A diagnostic test works by determining the presence or quantity of a relevant biological marker, such as antibodies, in order to assign a positive or negative result. In a chronic disease such as TB, the abundance of these markers may vary over time. Therefore, as TB progresses from initial infection to clinical disease, a particular diagnostic test’s performance may change with the abundance of the targeted biological entity [5,6,7,8]. A test based on measuring presence of bacilli, for example, might work best at a later disease stage when bacterial replication has taken place, rather than at the point of initial infection. This means that a test may perform well at only certain stages of infection, and if relied upon blindly, may be misinterpreted. A combination of tests targeting different biological parameters may better reflect true infection status compared to a single test, especially when applied across a population with individuals at different stages of a chronic disease.
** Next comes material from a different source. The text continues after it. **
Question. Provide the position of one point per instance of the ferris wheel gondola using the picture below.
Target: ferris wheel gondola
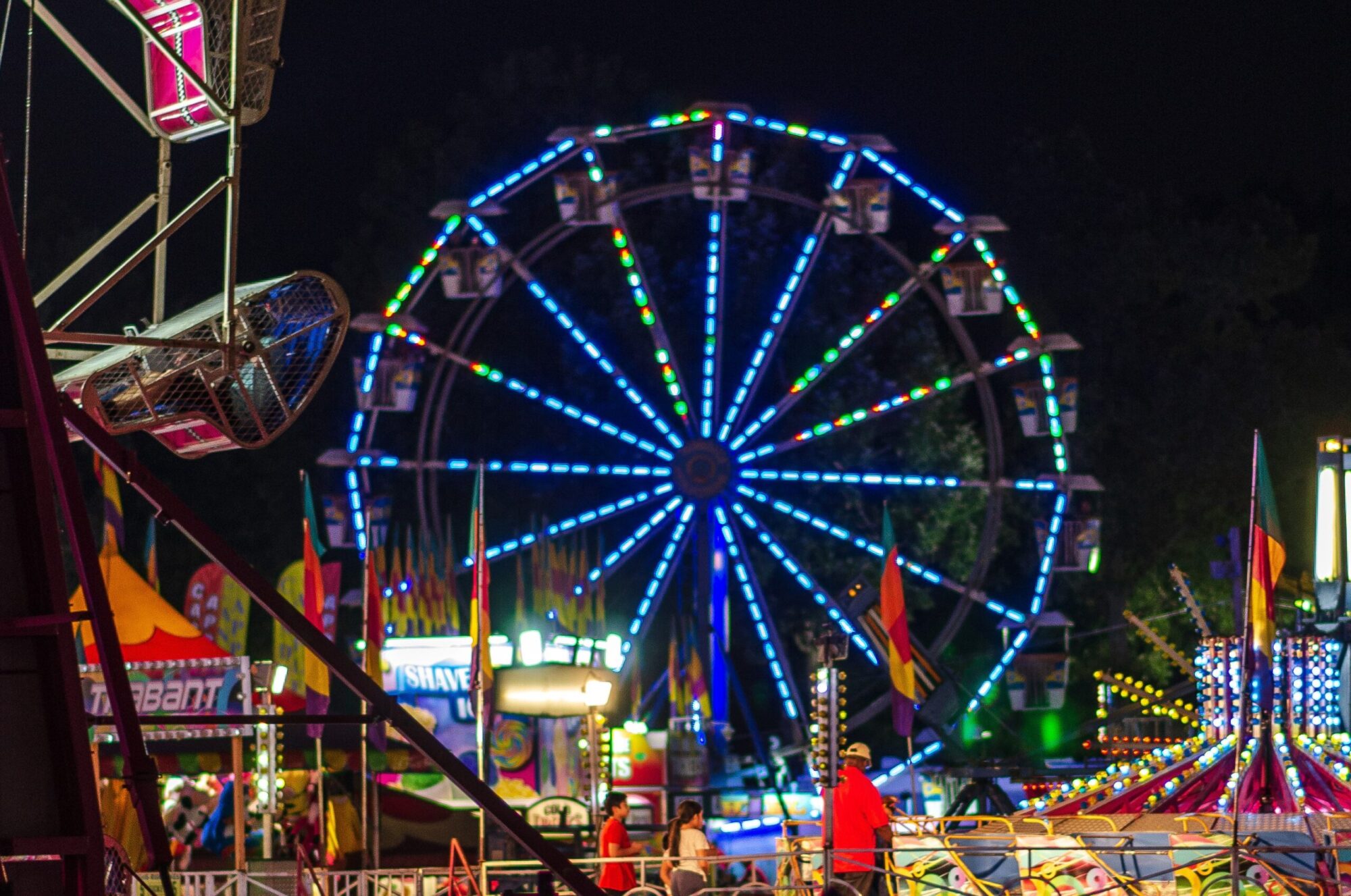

In meerkats, TB is caused by infection with Mycobacterium suricattae, a member of the Mycobacterium tuberculosis complex [9]. Persistently swollen lymph nodes (particularly the submandibular) are typical signs of advanced disease in this species, leading to a presumptive diagnosis of TB [10]. Transmission has been linked with suppurating skin wounds and oral excretion [11]. Given the highly social behaviour of these animals, these routes mean that infection may easily be transmitted throughout a social group [12]. Diagnostic tests may therefore be justifiably targeted at either the group- or the individual-animal level. Where individual test sensitivity is low, testing multiple individuals gives a more reliable estimation as to whether there is truly infection within a group.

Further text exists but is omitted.